IHH’s 1HFY24 results met expectations. Its 1HFY24 core net profit rose 30% YoY driven by revenue intensity, better yields and a lower tax. We expect its earnings momentum to accelerate, underpinned by revenue intensity and rising demand in 2HFY24. We maintain our forecasts and roll forward our valuation base from FY24F to FY25F. Consequently, our SoP-TP is raised from RM7.00 to RM7.73. Reiterate OUTPERFORM call.
Its 1HFY24 core net profit met expectations at 46% each of our full-year forecast and the full-year consensus estimate, respectively. An interim dividend of 4.5 sen was declared which was within our expectation.
YoY, its 1HFY24 revenue increased 23% driven by significant pick-up in its operations across the board due to sustained demand, a case-mix of more acute patients and price adjustments to counter inflation. Overall, its revenue per inpatient admissions were largely higher across the board - higher in Malaysia (+9%), Türkiye (+51%) and India (+10%) and Singapore (+17%). Inpatient admissions rose an average 3% across the board. Correspondingly, EBITDA rose 13% driven by higher yield acute case-mix, reflecting its strategy This brings 1H24 core net profit higher by 30% to RM840m due to lower tax.
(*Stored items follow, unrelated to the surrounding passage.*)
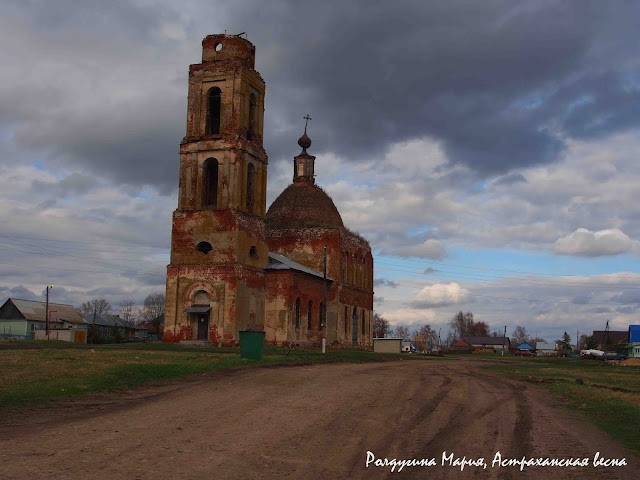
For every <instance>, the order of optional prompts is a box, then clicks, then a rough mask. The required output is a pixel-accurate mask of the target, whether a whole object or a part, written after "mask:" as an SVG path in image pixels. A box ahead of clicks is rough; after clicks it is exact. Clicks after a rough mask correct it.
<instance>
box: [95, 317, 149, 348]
mask: <svg viewBox="0 0 640 480" xmlns="http://www.w3.org/2000/svg"><path fill="white" fill-rule="evenodd" d="M84 321H85V322H86V323H87V326H88V330H89V340H90V341H91V342H92V343H109V342H123V341H132V340H139V341H143V340H147V338H148V336H149V333H148V330H147V328H146V327H144V326H139V325H134V324H133V323H129V322H125V321H124V319H122V318H120V317H119V316H118V315H109V314H106V313H95V314H94V313H90V314H88V315H86V316H85V317H84Z"/></svg>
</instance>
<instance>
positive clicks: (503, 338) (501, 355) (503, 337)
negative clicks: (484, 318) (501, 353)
mask: <svg viewBox="0 0 640 480" xmlns="http://www.w3.org/2000/svg"><path fill="white" fill-rule="evenodd" d="M506 344H507V326H506V325H505V326H504V335H503V336H502V355H500V356H501V357H504V349H505V345H506Z"/></svg>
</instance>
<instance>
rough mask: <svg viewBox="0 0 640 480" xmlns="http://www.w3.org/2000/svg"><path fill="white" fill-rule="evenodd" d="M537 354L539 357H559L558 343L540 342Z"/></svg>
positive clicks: (537, 350) (537, 344)
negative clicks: (542, 355)
mask: <svg viewBox="0 0 640 480" xmlns="http://www.w3.org/2000/svg"><path fill="white" fill-rule="evenodd" d="M536 353H537V354H538V355H545V356H548V357H555V356H557V355H558V343H557V342H538V343H536Z"/></svg>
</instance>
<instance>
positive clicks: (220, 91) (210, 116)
mask: <svg viewBox="0 0 640 480" xmlns="http://www.w3.org/2000/svg"><path fill="white" fill-rule="evenodd" d="M221 95H222V90H220V89H219V88H218V87H211V88H210V89H209V91H208V92H207V126H206V131H205V133H206V134H207V135H215V134H217V133H220V97H221Z"/></svg>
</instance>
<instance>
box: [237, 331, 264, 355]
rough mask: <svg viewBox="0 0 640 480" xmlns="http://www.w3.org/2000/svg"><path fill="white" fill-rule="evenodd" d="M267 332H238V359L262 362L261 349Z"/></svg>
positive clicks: (250, 331)
mask: <svg viewBox="0 0 640 480" xmlns="http://www.w3.org/2000/svg"><path fill="white" fill-rule="evenodd" d="M266 334H267V332H259V331H257V330H242V331H240V358H247V359H249V360H262V347H263V346H264V336H265V335H266Z"/></svg>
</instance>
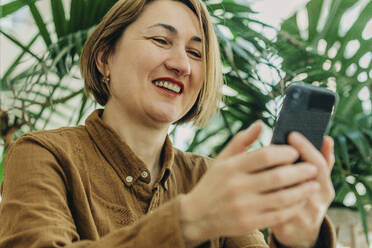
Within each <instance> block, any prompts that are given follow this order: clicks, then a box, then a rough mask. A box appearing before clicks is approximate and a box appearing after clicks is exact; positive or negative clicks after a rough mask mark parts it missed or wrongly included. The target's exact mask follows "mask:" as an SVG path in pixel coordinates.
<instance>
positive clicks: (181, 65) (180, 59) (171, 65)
mask: <svg viewBox="0 0 372 248" xmlns="http://www.w3.org/2000/svg"><path fill="white" fill-rule="evenodd" d="M182 50H183V49H182ZM165 67H166V68H167V69H168V70H171V71H173V72H174V73H175V74H176V75H177V76H179V77H181V76H188V75H190V73H191V65H190V61H189V57H188V56H187V52H186V51H185V50H183V51H181V50H178V49H177V50H176V49H174V50H172V51H170V55H169V57H168V59H167V60H166V61H165Z"/></svg>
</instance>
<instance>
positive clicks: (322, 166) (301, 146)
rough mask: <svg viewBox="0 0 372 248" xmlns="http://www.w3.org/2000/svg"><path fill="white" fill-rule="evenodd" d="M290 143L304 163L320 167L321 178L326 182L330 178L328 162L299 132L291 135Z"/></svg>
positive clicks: (288, 140) (303, 136)
mask: <svg viewBox="0 0 372 248" xmlns="http://www.w3.org/2000/svg"><path fill="white" fill-rule="evenodd" d="M288 143H289V144H290V145H291V146H293V147H294V148H295V149H296V150H297V151H298V152H299V153H300V156H301V158H302V160H303V161H306V162H309V163H311V164H314V165H316V166H317V167H318V170H319V173H318V175H319V177H320V179H321V180H326V178H328V176H329V169H328V165H327V161H326V160H325V158H324V157H323V155H322V154H321V153H320V152H319V151H318V150H317V149H316V148H315V147H314V146H313V144H311V142H310V141H309V140H308V139H306V138H305V136H303V135H302V134H301V133H299V132H292V133H290V135H289V138H288Z"/></svg>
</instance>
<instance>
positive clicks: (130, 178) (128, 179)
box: [125, 176, 133, 183]
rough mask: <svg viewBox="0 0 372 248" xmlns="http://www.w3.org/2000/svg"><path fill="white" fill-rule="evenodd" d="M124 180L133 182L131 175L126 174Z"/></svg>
mask: <svg viewBox="0 0 372 248" xmlns="http://www.w3.org/2000/svg"><path fill="white" fill-rule="evenodd" d="M125 181H126V182H127V183H131V182H133V177H132V176H127V177H126V178H125Z"/></svg>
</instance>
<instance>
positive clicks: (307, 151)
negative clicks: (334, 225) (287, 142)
mask: <svg viewBox="0 0 372 248" xmlns="http://www.w3.org/2000/svg"><path fill="white" fill-rule="evenodd" d="M289 144H290V145H291V146H292V147H294V148H296V149H297V151H298V152H299V153H300V155H301V158H302V160H303V161H306V162H308V163H311V164H313V165H315V166H316V167H317V168H318V175H317V177H316V178H315V179H314V181H315V182H317V184H318V185H319V187H320V190H319V191H317V192H315V193H313V194H312V195H309V197H308V201H307V202H306V205H305V206H303V209H302V210H301V211H298V212H297V214H296V215H295V216H293V217H292V218H291V219H290V220H288V221H286V222H284V223H280V224H278V225H273V226H272V227H271V229H272V231H273V234H274V236H275V237H276V239H277V240H278V241H279V242H280V243H281V244H283V245H285V246H290V247H312V246H313V245H314V244H315V242H316V241H317V238H318V234H319V231H320V227H321V224H322V222H323V219H324V217H325V214H326V211H327V209H328V207H329V205H330V204H331V202H332V200H333V198H334V195H335V192H334V189H333V186H332V182H331V179H330V174H331V170H332V167H333V164H334V155H333V140H332V138H330V137H325V138H324V142H323V146H322V149H321V152H319V151H318V150H317V149H316V148H315V147H314V146H313V145H312V144H311V143H310V142H309V141H308V140H307V139H306V138H305V137H304V136H303V135H301V134H299V133H292V134H291V135H290V136H289Z"/></svg>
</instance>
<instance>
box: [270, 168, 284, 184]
mask: <svg viewBox="0 0 372 248" xmlns="http://www.w3.org/2000/svg"><path fill="white" fill-rule="evenodd" d="M272 182H274V183H276V184H282V183H284V182H285V175H284V174H283V173H282V172H281V171H278V172H276V173H273V176H272Z"/></svg>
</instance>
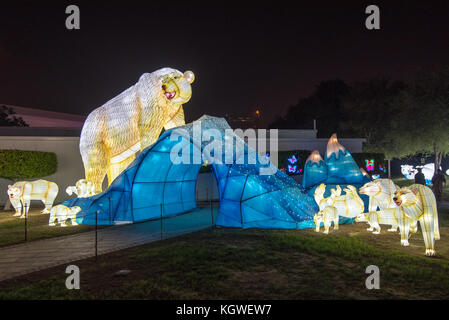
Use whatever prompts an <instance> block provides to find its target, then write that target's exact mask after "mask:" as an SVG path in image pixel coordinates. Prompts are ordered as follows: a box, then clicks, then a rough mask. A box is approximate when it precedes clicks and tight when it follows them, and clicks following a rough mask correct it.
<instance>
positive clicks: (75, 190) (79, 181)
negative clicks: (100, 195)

QoQ, its 2QFY24 revenue rose 3% largely due to higher inpatient admissions. Specifically, inpatient admissions were higher in Malaysia (+6%), India (+5%) and Singapore (+3%), but lower in Türkiye (-5%) due to the seasonally slower season there. On the other hand, revenue per inpatient was largely flat across the board but higher in Türkiye (+7%). Its core net profit rose by 6%.
Outlook. We believe investors should now focus on earnings catalysts in FY24 such as: (i) the return of foreign patients in Türkiye, (ii) nurse shortages resolved in Singapore and Malaysia; and (iii) improving margins arising from disposal of under-performing assets and the return of patients from Middle East and Central Asia in India. IHH trades at 12x EV/EBITDA compared to 20x that Columbia Asia paid for Ramsay Sime Darby Health Care in Nov 2023.
Looking further into 2024, we expect IHH’s revenue per inpatient growth of 12%−16% (vs. an estimated 19% in 2023 due to low base effect in 2022), inpatient throughput growth of 9%−12% (vs. an estimated +7% in 2023) and bed occupancy rate (BOR) of 65%−73% (vs. an estimated average of 65% in 2023) for its hospitals in Malaysia, Singapore, India and Türkiye. We believe the key growth factor for its inpatient throughput and BOR would be revenue intensity from a case-mix with more acute cases and medical tourists, the addition of new beds (previously constrained by staff shortages which are gradually easing). We expect sustained performance in Malaysia, while staff shortages in Singapore have been resolved.
Valuations. We maintain our earnings forecasts and roll forward our valuation base from FY24F to FY25F. Consequently, our SoP-TP is raised from RM7.00 to RM7.73 (see Page 3). There is no adjustment to our TP based on ESG given a 3-star rating as appraised by us (see Page 4).
Investment case. We continue to like IHH for: (i) its pricing power, as the inelastic demand for healthcare provides it with the ability to pass cost through amidst rising inflation, (ii) the strong recovery in patient throughput, from both domestic and international markets, and (iii) its commanding market position in the private healthcare space with presence in Malaysia, Singapore, Türkiye and Greater China.Reiterate OUTPERFORM.
Key risks to our call include: (i) regulatory risk, (ii) risks associated with overseas operations, and (iii) the lack of political will to roll out a national health insurance scheme.